The latent period between occurrence of injury and reporting to the hospital has an important bearing on the outcome of vision in ocular trauma patients. In developing countries, people generally report late to the hospitals due to many reasons like ignorance, inaccessibility etc. In the present study, 92 (37.4%) cases of ocular trauma reported to the hospital within 24 hours of the occurrence of the injury. Most of these patients were injured in road traffic accidents and many of them were students. Other than this big chunk (45.1%) of the cases reported after 24 hours i.e. between 1-7 days of injury to the hospital. Only amongst them were few patients who reported late and also left the hospital against medical advice. Due to late reporting, chances of complications increase which in turn contribute to increased morbidity and poor visual outcome. Hence, time factor carries an important role in reducing the amplitude of visual morbidity in these ocular trauma patients. The findings in the other studies are different because of many factors like variability in awareness amongst people and accessibility to health care facilities. Table 4 gives the comparison of our study with other studies.

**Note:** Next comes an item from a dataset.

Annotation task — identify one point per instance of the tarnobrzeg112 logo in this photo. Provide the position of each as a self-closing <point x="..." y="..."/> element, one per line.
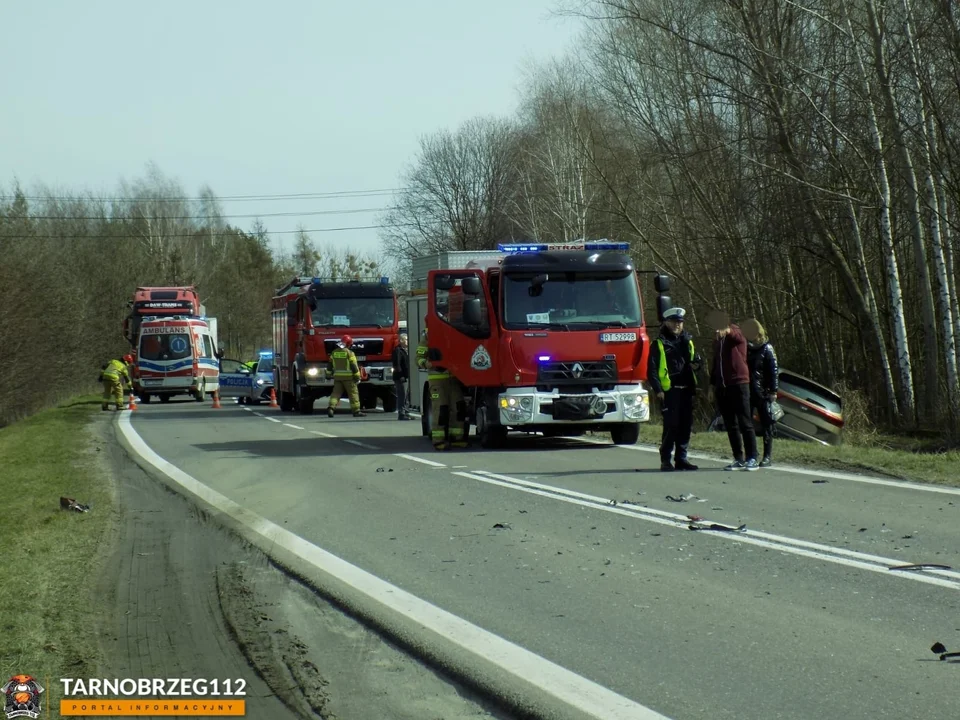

Visual prognosis in cases of ocular trauma is determined by multitude of factors like latent period between injury and reporting, mode, severity of injury and associated complications.In the present study, complete vision loss was observed in 9 adult cases. 40 cases had vision PL to 6/60 of which 32 were adults and 8 were children. 166 cases had vision more than 6/12 of which 137 were adults and 29 were children. Closed globe injuries were less severe and had better visual outcome than open globe injuries. Visual morbidity in our study was less as compared to other studies. This may be due to more number of benign injuries, prompt referral and close follow up and less industrial injuries (which are usually of severe nature) in our study.
Conclusion
Our study, inspite of having the limitation of short duration of study, gives a good idea of statistics of eye trauma. It will help to design appropriate preventive and therapeutic interventions. The same surveillance system is used to monitor the effectiveness of preventive, acute care and rehabilitative interventions. In a developing country like India, people should be made aware regarding early referral to tertiary care centres to reduce visual morbidity.